Personal information
- Full name: James Low
- Date of birth: 9 March 1894
- Place of birth: Kilbirnie, Scotland
- Date of death: 5 March 1960 (aged 65)
- Place of death: Elgin, Scotland
- Height: 5 ft 6+1⁄2 in (1.69 m)
- Position: Outside forward

Senior career*
- Years: Team / Apps / (Gls)
- Elgin City
- –1912: Edinburgh University
- 1912–1919: Hearts / 95 / (22)
- 1920: Elgin City
- 1920–1921: Rangers / 4 / (0)
- 1921–1928: Newcastle United / 108 / (8)

International career
- 1914: Scottish Football League XI / 2 / (0)

= James Low (footballer, born 1894) =

Scottish footballer

James Low (9 March 1894 – 5 March 1960) was a Scottish footballer who played as an outside right (winger).

==Early life==
Low was born in Ayrshire and raised in Elgin.

==Early playing career==
He began his career at local club Elgin City where he garnered the nicknames, 'Jamie' or 'Jimmy', then moved south to study agriculture at the University of Edinburgh, where he was playing for their football team when scouted by Heart of Midlothian.

Low broke into the strong Hearts first team as a teenager and also represented the Scottish League twice in 1914.

==First world war service==
In November 1914 he was one of the contingent from the club who enlisted to fight in World War I in McCrae's Battalion. Due to his university education he was coveted by specialist units, and became a 2nd Lieutenant in the 6th Battalion of the Seaforth Highlanders. In 1917 he was wounded in action, sustaining a head injury. At the end of the war he returned to Hearts.

==Later playing career==
Low in total played in a dozen matches, until his war injury affected his play and he was released on a free transfer.

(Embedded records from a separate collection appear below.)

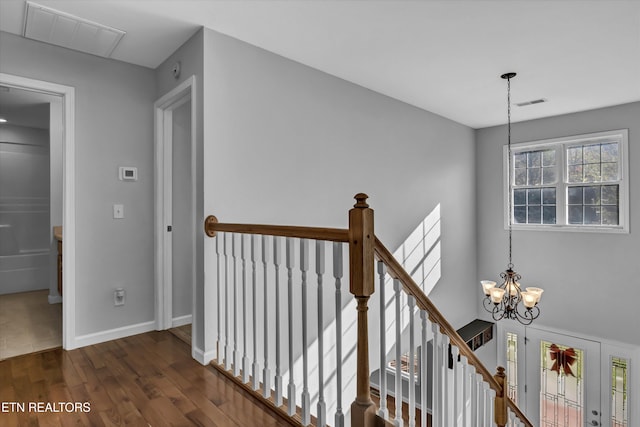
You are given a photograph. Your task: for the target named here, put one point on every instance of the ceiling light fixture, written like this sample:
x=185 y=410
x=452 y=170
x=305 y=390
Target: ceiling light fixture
x=509 y=301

Low returned home to play for Elgin City, however his condition improved and in March 1920 he was signed by Rangers following a successful trial. He was backup to the established Sandy Archibald at Ibrox Park and featured in only a handful of matches before transferring to Newcastle United in October 1921.

Low remained at Newcastle for seven years and played regularly, making 123 league and cup appearances. He was an FA Cup winner with the Magpies in 1924.

After retiring in 1930 he returned to Elgin to run his family business manufacturing fishing nets. He died in 1960, days before his 66th birthday.